Cette écoute est le coeur de notre obéissance, car l’étymologie du mot obéir vient de “ob” qui veut dire “en face” et “audire” qui veut dire écouter. L’obéissance n’est donc pas le chemin d’une soumission, comme nous avons voulu nous le faire croire, mais de se tenir “en face” de Dieu dans l’écoute de sa Parole sous le souffle de l’Esprit. L’obéissance est l’entrée dans une relation d’Amour où la Parole seule donne à Dieu de naître en nous et nous de naître en Lui. L’écoute, en son essence même, est l’expérience par cette Parole d’une naissance, d’une Vie qui, écoutée, peut débordée de nous en nous transfigurant, en faisant de notre visage (“figure”) humain la transparence (“trans”, qui signifie “au travers”) du divin.

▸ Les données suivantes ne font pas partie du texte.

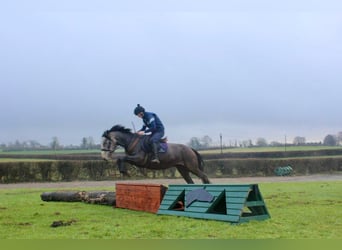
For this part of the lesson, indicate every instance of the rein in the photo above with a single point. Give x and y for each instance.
(133, 143)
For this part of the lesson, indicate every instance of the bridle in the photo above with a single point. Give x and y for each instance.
(105, 135)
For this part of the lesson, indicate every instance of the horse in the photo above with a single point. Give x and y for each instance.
(186, 160)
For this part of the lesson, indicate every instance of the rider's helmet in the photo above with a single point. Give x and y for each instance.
(138, 109)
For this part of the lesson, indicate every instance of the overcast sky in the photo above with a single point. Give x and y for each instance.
(245, 69)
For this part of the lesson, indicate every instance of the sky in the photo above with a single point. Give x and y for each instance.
(241, 69)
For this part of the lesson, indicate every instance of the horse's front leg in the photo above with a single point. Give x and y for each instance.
(122, 167)
(132, 159)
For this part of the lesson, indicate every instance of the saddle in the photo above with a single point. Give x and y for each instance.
(146, 145)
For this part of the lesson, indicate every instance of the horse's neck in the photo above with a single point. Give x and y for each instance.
(124, 139)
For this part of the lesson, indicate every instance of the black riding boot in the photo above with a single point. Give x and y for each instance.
(155, 149)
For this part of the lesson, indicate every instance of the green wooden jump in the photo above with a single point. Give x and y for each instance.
(233, 203)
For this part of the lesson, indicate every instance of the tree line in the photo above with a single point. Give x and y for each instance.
(206, 142)
(86, 143)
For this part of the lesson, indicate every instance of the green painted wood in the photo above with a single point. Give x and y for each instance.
(234, 203)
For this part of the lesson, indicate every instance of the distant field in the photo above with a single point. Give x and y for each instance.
(207, 151)
(50, 152)
(269, 149)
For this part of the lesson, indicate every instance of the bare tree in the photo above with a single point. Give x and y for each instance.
(299, 140)
(55, 143)
(330, 140)
(261, 142)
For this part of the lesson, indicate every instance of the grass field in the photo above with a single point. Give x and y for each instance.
(300, 210)
(269, 149)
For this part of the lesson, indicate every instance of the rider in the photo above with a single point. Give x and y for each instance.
(153, 125)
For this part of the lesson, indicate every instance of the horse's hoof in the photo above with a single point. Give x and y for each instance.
(155, 161)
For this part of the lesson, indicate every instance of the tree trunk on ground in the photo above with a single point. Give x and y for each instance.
(95, 197)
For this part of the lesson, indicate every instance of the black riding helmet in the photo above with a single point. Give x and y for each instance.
(138, 109)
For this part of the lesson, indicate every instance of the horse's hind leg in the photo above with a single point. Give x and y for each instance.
(185, 174)
(201, 175)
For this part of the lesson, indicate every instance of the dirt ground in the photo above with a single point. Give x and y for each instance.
(110, 184)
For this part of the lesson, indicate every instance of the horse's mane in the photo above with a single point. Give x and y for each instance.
(119, 128)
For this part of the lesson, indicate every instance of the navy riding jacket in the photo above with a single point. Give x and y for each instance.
(152, 123)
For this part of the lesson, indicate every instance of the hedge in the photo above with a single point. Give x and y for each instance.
(53, 171)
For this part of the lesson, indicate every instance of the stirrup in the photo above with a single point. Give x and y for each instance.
(155, 160)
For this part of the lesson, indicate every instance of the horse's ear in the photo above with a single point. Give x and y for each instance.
(105, 134)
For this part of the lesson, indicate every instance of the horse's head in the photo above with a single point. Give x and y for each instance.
(108, 145)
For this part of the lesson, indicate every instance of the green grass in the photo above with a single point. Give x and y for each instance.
(299, 210)
(23, 160)
(269, 149)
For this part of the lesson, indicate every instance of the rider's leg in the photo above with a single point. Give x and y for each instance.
(155, 138)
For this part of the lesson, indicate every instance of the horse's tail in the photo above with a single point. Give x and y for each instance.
(199, 159)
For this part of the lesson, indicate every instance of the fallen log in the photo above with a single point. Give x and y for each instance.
(100, 197)
(70, 196)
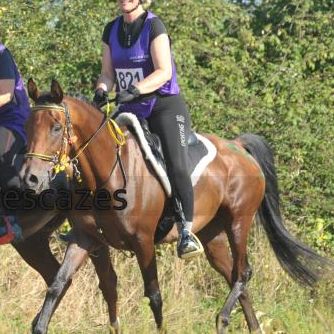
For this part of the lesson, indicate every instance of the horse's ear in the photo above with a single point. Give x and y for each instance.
(33, 90)
(56, 91)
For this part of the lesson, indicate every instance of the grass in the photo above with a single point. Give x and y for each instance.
(192, 293)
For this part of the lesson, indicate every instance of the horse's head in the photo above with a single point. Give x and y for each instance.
(49, 133)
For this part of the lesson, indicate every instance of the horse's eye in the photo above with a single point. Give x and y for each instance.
(56, 128)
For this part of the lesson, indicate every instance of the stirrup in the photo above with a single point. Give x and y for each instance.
(192, 253)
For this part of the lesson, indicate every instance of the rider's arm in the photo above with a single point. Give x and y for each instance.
(7, 79)
(106, 79)
(161, 57)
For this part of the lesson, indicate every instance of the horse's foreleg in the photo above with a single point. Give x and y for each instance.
(36, 252)
(108, 283)
(77, 251)
(145, 252)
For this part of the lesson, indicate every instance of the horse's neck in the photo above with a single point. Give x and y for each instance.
(98, 158)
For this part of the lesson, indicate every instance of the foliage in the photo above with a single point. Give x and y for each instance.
(244, 66)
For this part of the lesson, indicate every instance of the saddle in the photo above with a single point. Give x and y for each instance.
(154, 142)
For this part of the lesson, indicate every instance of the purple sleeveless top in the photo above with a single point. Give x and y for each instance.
(14, 114)
(134, 64)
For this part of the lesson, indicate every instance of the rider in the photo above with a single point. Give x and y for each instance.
(14, 110)
(137, 58)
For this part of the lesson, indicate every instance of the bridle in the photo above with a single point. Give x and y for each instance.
(60, 160)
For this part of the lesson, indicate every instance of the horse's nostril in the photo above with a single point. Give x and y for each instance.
(33, 180)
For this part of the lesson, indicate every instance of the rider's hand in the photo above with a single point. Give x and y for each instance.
(127, 95)
(100, 97)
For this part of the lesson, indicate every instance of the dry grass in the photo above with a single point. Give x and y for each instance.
(192, 294)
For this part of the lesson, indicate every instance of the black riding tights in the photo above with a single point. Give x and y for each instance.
(170, 120)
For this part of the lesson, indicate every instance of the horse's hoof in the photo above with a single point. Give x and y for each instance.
(34, 324)
(221, 324)
(162, 330)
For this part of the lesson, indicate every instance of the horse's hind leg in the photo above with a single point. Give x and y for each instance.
(237, 233)
(218, 255)
(108, 283)
(77, 251)
(145, 252)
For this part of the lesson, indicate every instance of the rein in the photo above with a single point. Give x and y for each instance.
(61, 159)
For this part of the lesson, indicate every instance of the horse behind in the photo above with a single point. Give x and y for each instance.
(237, 185)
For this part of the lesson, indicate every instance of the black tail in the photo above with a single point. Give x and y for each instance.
(301, 262)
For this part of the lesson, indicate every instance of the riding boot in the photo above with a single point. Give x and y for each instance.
(188, 244)
(10, 230)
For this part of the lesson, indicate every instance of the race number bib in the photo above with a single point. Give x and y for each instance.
(128, 76)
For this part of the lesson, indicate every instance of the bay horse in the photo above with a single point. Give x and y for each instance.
(237, 185)
(37, 225)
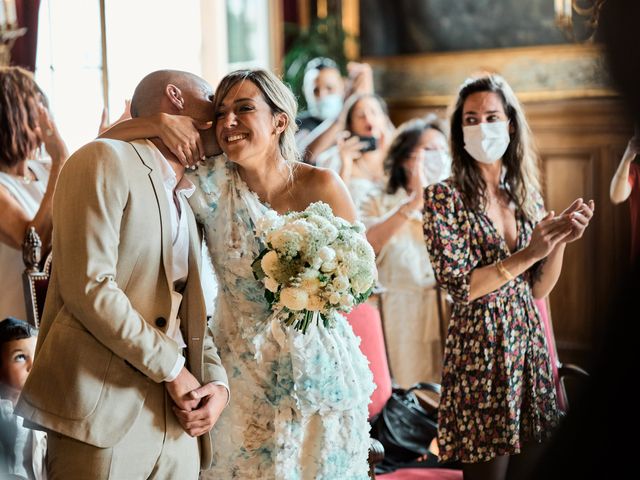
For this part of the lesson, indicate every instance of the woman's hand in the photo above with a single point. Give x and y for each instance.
(580, 214)
(360, 78)
(416, 185)
(181, 135)
(547, 234)
(349, 148)
(633, 148)
(48, 132)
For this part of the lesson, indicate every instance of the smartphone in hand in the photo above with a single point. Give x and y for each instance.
(371, 143)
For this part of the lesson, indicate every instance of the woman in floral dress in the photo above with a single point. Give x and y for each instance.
(494, 248)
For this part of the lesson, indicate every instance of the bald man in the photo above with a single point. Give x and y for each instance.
(123, 341)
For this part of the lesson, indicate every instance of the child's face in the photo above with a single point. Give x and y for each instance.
(17, 358)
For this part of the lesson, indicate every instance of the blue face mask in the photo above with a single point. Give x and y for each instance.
(328, 106)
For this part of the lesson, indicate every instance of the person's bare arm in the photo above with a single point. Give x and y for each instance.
(548, 233)
(620, 189)
(325, 185)
(15, 221)
(178, 132)
(381, 232)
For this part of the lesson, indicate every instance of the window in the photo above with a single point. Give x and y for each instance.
(81, 68)
(69, 67)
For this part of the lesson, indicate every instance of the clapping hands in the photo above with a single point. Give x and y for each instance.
(566, 227)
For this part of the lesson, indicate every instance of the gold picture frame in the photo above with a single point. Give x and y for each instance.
(538, 73)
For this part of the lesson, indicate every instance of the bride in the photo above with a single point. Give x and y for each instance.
(298, 405)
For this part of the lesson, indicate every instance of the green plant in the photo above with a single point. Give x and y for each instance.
(324, 38)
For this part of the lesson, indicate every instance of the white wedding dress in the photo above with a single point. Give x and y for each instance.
(298, 405)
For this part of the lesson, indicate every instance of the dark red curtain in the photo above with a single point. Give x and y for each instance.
(291, 16)
(23, 52)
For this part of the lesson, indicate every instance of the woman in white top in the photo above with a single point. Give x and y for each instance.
(418, 156)
(359, 154)
(26, 185)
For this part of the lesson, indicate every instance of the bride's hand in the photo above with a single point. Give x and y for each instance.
(181, 135)
(213, 398)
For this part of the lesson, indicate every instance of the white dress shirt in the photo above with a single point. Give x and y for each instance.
(177, 193)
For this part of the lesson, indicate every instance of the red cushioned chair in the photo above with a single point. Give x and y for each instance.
(366, 323)
(560, 371)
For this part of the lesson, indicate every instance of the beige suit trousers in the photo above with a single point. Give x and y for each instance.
(156, 447)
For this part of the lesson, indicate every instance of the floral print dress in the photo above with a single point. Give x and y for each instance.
(298, 406)
(497, 386)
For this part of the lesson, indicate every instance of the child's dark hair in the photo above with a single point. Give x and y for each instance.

En ce jour de la Trans – figuration, mettons-nous à l’écoute de la Parole pour que tout l’Amour de Dieu illumine notre visage afin que notre être et notre vie soient son “Resplendissement”, soit “l’effigie de sa substance” ! Abandonnons notre vie au Fils qui est le Maître de l’Histoire humaine, individuelle et collective, afin que Celui qui est à l’Origine de cette histoire nous conduise avec Lui au terme de son accomplissement en Dieu ! Apprenons à “ob-audire”, à écouter en face Celui qui dans l’intime de notre être nous parle, nous guide et nous montre le chemin qu’Il est ! Vivons notre histoire comme histoire humaine et divine et comprenons que chaque instant du temps est un temps de Dieu, un temps pour Dieu et un temps où Dieu se donne ! Ce qui signifie que tout moment de ce temps, même celui de l’absurdité de nos méchancetés et de nos violences, est lieu de l’ “en-face” de sa Présence où tout nous est donné !
“Il est bon que nous soyons ici ! “
Stéfan Thériault (stheriault@lepelerin.org)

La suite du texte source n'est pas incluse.